From: Taylor Blau <me@ttaylorr.com>
To: git@vger.kernel.org
Cc: avarab@gmail.com, dstolee@microsoft.com, peff@peff.net
Subject: [PATCH v2 0/9] midx: clean up t5319 under 'SANITIZE=leak'
Date: Tue, 26 Oct 2021 17:01:00 -0400 [thread overview]
Message-ID: <cover.1635282024.git.me@ttaylorr.com> (raw)
Here is a small-ish update to my series which makes t5319 leak-free (i.e., it
passes even when Git is compiled with SANITIZE=leak). It is based on
ab/only-single-progress-at-once (so I dropped the cherry-picked patch towards
the end from Ævar).
Most of the fixes are straightforward from review, but the biggest change is in
7/10, which converts get_midx_filename() to write its result to a strbuf per
Junio's helpful suggestion.
Thinking ahead, there are a few things I noted while reading through replies for
future improvements to the MIDX and pack bitmap code. From my ~/notes, they are:
- load_multi_pack_index() should not die when missing the packfile names chunk,
instead should pretend that no MIDX exists (maybe warn?)

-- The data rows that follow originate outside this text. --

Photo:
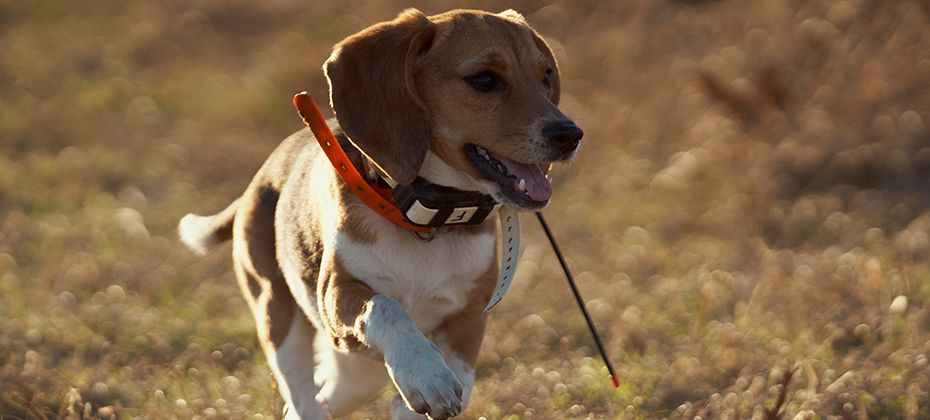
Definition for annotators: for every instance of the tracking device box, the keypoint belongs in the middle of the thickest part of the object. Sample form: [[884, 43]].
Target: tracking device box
[[429, 205]]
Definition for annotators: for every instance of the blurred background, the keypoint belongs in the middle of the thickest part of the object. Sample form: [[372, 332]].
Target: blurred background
[[748, 217]]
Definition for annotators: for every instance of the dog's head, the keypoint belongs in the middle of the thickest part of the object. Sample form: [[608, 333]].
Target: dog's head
[[466, 99]]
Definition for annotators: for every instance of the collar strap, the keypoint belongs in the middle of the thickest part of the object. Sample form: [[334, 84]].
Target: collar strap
[[378, 199]]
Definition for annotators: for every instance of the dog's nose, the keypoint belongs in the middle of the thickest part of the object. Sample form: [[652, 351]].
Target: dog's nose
[[565, 135]]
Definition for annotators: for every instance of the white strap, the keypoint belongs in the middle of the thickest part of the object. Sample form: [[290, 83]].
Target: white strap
[[510, 226]]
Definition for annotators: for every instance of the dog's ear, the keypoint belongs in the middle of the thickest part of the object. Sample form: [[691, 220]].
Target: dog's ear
[[373, 93], [554, 77]]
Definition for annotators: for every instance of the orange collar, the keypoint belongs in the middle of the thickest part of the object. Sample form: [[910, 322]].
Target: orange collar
[[377, 198]]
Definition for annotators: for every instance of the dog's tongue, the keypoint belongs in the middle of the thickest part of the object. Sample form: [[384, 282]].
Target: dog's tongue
[[536, 184]]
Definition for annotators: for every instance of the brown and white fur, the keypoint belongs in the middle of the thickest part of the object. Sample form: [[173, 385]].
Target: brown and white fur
[[344, 299]]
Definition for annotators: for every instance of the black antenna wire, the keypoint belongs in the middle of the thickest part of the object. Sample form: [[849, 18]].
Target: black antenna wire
[[584, 310]]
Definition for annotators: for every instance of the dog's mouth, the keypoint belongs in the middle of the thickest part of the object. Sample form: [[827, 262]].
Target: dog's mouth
[[521, 184]]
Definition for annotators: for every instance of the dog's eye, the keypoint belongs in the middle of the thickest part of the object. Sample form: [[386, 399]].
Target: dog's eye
[[485, 81]]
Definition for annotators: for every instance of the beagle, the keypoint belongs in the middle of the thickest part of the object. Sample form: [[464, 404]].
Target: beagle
[[343, 298]]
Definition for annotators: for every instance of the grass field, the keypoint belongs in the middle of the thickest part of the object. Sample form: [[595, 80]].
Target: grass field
[[749, 217]]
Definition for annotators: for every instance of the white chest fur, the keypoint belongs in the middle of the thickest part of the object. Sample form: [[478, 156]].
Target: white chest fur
[[429, 279]]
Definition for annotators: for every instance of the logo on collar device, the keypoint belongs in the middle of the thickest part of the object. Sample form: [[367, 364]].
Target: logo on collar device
[[432, 206]]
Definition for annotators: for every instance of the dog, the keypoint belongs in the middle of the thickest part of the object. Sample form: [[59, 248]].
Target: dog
[[343, 298]]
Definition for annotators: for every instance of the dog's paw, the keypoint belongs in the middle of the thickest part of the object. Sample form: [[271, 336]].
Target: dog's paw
[[425, 382]]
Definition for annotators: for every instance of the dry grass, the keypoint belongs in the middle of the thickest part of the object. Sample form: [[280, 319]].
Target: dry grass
[[748, 213]]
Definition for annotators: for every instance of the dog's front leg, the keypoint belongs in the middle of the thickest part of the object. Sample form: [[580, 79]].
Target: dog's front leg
[[415, 364], [357, 317]]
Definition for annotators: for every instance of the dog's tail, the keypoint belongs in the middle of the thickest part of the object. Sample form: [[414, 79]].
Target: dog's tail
[[200, 233]]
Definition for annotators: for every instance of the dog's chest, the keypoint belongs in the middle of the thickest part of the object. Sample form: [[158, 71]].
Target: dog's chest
[[430, 279]]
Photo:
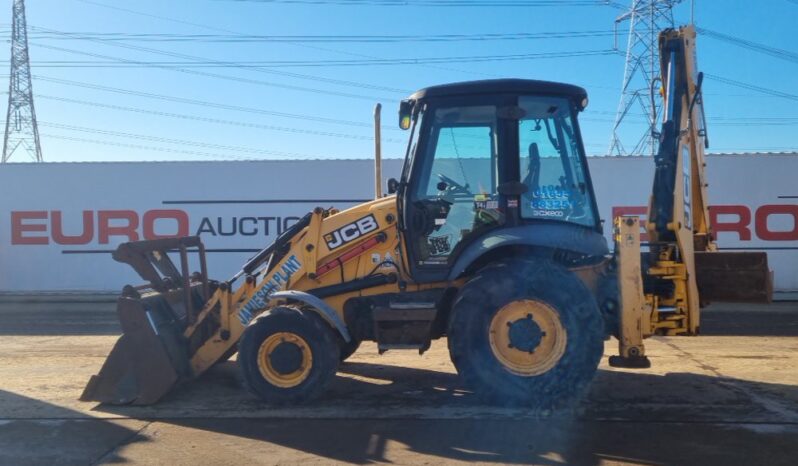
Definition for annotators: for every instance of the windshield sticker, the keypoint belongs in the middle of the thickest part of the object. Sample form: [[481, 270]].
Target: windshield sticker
[[486, 205], [551, 201]]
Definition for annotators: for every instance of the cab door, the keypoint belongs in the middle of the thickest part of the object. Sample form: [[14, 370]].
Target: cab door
[[451, 197]]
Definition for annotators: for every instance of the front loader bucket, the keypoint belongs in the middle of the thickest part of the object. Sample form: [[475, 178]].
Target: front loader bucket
[[147, 360], [734, 276], [152, 355]]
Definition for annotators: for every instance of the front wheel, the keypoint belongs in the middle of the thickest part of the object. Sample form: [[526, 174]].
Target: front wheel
[[287, 355], [526, 332]]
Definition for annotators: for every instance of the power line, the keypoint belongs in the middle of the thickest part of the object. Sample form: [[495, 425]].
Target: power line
[[216, 105], [752, 87], [117, 62], [781, 54], [133, 63], [218, 29], [181, 142], [215, 120], [439, 3], [233, 64], [251, 38]]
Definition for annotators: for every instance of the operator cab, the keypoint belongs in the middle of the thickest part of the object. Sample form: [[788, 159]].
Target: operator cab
[[489, 155]]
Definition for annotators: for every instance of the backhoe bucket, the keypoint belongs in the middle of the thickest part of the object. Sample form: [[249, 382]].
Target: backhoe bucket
[[152, 355], [147, 360]]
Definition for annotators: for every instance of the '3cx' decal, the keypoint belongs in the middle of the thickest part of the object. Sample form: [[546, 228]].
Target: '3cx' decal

- double-close when reaching the cleanup_fail codepath after xmmap returns
- static `verify_midx_error` is ugly
- load_bitmap() does not clean up after itself very well (e.g.,
bitmap_git->trees and others)
I'm pretty happy with the state of this topic, and I'll plan on taking on the
above in separate series in the future.
Taylor Blau (9):
midx.c: clean up chunkfile after reading the MIDX
midx.c: don't leak MIDX from verify_midx_file
t/helper/test-read-midx.c: free MIDX within read_midx_file()
builtin/pack-objects.c: don't leak memory via arguments
builtin/repack.c: avoid leaking child arguments
builtin/multi-pack-index.c: don't leak concatenated options
midx.c: write MIDX filenames to strbuf
pack-bitmap.c: don't leak type-level bitmaps
pack-bitmap.c: more aggressively free in free_bitmap_index()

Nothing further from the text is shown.